27. Panchnama said to have been carried out under Section 100 and other panchnamas are of unacceptable nature.
28. Before ending, reference may be made to Section 28. This case also raises question about scope and ambit of Section 28. One important facet surfaces for consideration in the facts of the present case. Section 28 defines 'counterfeit.' It reads, thus;
"28. "Counterfeit".-A person is said to 'counterfeit' who causes one thing to resemble another thing, intending by means of that resemblance to practise deception, or knowing it to be likely that deception will thereby be practised.
Explanation 1. xxx xxx xxx
Page 20 of 22
R/CR.A/242/1985 JUDGMENT
Explanation 2 - When a person causes one thing to resemble another thing and the resemblance is such that a person might be deceived thereby, it shall be presumed, until the contrary is proved, that the persons so causing the one thing to resemble the other thing intended by means of that resemblance to practise deception or knew it to be likely that deception would thereby be practised."

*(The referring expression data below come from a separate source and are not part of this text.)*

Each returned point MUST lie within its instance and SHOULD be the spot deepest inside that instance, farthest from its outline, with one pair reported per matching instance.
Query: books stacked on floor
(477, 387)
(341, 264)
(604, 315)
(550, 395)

28.1 In order to bring into operation Section 28, particularly explanation to Section 28, two conditions ought to be brought on record by the prosecution; (i) that it is the present accused who had intended to cause the deception and (ii) resemblance of forge with original is such that person might be deceived thereby. Apart from the fact that material on record in the present case in respect of these two aspects are of not acceptable nature to believe the case of prosecution, as to the second condition, it can be said that shifting of burden to prove innocence as contemplated in explanation to Section 28, may not come into play in the present case as it is not in dispute that all the currency notes found and seized in the present case are genuine and original notes - though in pieces. Requirement of burden to prove innocence introduced in Section 28 as a counter to the requirement of mens rea. In many cases, offence may be held to be not proved because of absence of mens rea, it can be said that requirement of burden to prove innocence may not come into ply in given case if essential facts to activate the said requirement is absent. This facet of the case of prosecution is doubtful on this ground. However, this facet of Section 28 was not debated at the time of hearing. Therefore, I desist from recording the finding on this.
Page 21 of 22R/CR.A/242/1985 JUDGMENT
29. The case of prosecution fails as evidence of complainant and PW-2 is not reliable and their evidence does not inspire any confidence. Evidence of recovery at the instance of accused is not admissible and such recovery is also vitiated. The case of prosecution has no merit or substance.
30. In the result, the appeal is allowed. The judgment and order, dated 13.3.1985, passed by the learned Additional Sessions Judge, Court No.12, Ahmedabad in Sessions Case No.78 of 1984 is hereby quashed and set aside qua appellant - Johrabibi d/o Nishal Sayed (A1) and she is acquitted of the offences for which she was convicted by the trial court. Bail bond shall stands discharged.
R & P as well as Muddamal be sent back to the trial court concerned. Muddamal be disposed of in accordance with law."